Todo eso era ignorado por la mirada acusatoria del hombre
desnudo en mi cama, que podría haber sido fácilmente puesto al tanto. Era
cuestión de ampliar un poco el relato y explicarle que no lo había obligado a
casarse conmigo sólo para «recuperar unos discos», sino más bien saldar una
cuenta a la par con la que él mismo se enfrentaba comiendo la galletita de
limón mientras esperaba su frapuccino
mocca. Pero no lo hice. No le dije todo lo que esos discos representaban,
no porque no fuera su asunto, sino porque merecía odiarme. No merecía llorar
mientras recibía su fellatio a cambio del cunnilingus a un relleno de limón,
tenía todo el derecho de gritar de placer al ser montado con alegría y reír si
no le dolía mucho.
—Sí —repliqué, sujetándole el rostro y acercándome para
saborear sus labios y los surcos salados a los lados.
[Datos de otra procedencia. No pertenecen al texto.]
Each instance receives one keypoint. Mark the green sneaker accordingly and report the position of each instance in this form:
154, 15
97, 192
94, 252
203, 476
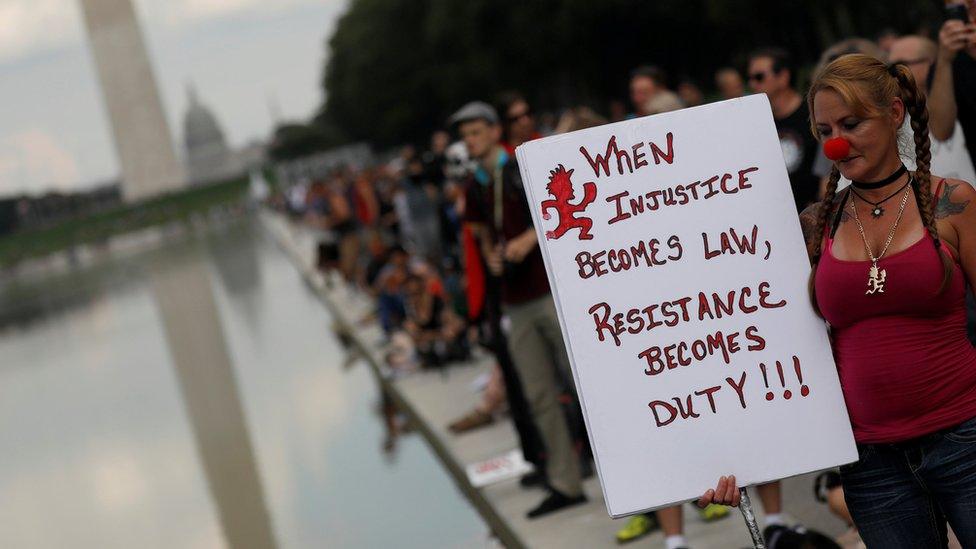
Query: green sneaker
637, 527
713, 512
Era un gesto burdo y sucio, pero eso estaba bien —incluso en
consonancia con la idea que había sofocado. Eso le haría bien, y quería que se
sintiera bien. A pesar de haberlo embaucado y condenado, quería lo mejor para
él. De hecho, el casarse conmigo lo había ayudado bastante a subir su
reputación entre las revistas del corazón. Ahora mismo daban un maratón de los
episodios en los que había participado de una telenovela barata y hasta habían
sacado una reedición en Bluray de dos discos de su bendita película. Reí por
dentro ante una idea que se colaba entre las portadas con nuestras fotos en el
civil e iglesia: «debería agradecerme».
—Me das asco.
—Me parece bien. Vos me excitás.
Mis palabras no tenían contenido, pero era lo que Fer Demue
necesitaba oír. Al día siguiente, Lara diría que me merecía un abrazo y que me
comiera la galletita, pero mi amiga no estaba allí. Y en cosa de un minuto,
tampoco mi marido. La protuberancia obelística danzó muerta y ofuscada a lo
largo de la habitación, desapareciendo tras un portazo.
Suspiré e inspiré el aire enviciado por el olor que la
sodomía había desprendido de Fer Demue y Ro Klein. Consideré la posibilidad de
cambiar las sábanas, pero acabé considerando que, a menos que lo drogara,
aquello sería lo más cerca que estaría a consumar mi matrimonio. La idea llevó
a preguntarme si en algún momento había tenido la intención de hacerlo y,
pronto, me descubrí pensando en el torso de Fer Demue y en la película. La cama
que ya no compartía y la partida de mi marido encarrilaron con la cama del
hospital y la pérdida de mi madre.
Parpadeé con fiereza,
obligando a que las imágenes cambiaran en mi cabeza, que se reprodujeran sólo
aquellos cuadros que protagonizaba la figura que dormitaba en la habitación de
huéspedes al otro lado del pasillo. Podía concentrarme en mi yo de trece y que así
las hormonas de una mocosa terca y quisquillosa me hicieran odiarme y
maravillarme de mi misma.
Pasados unos instantes, lo conseguí. Dormí sonriente.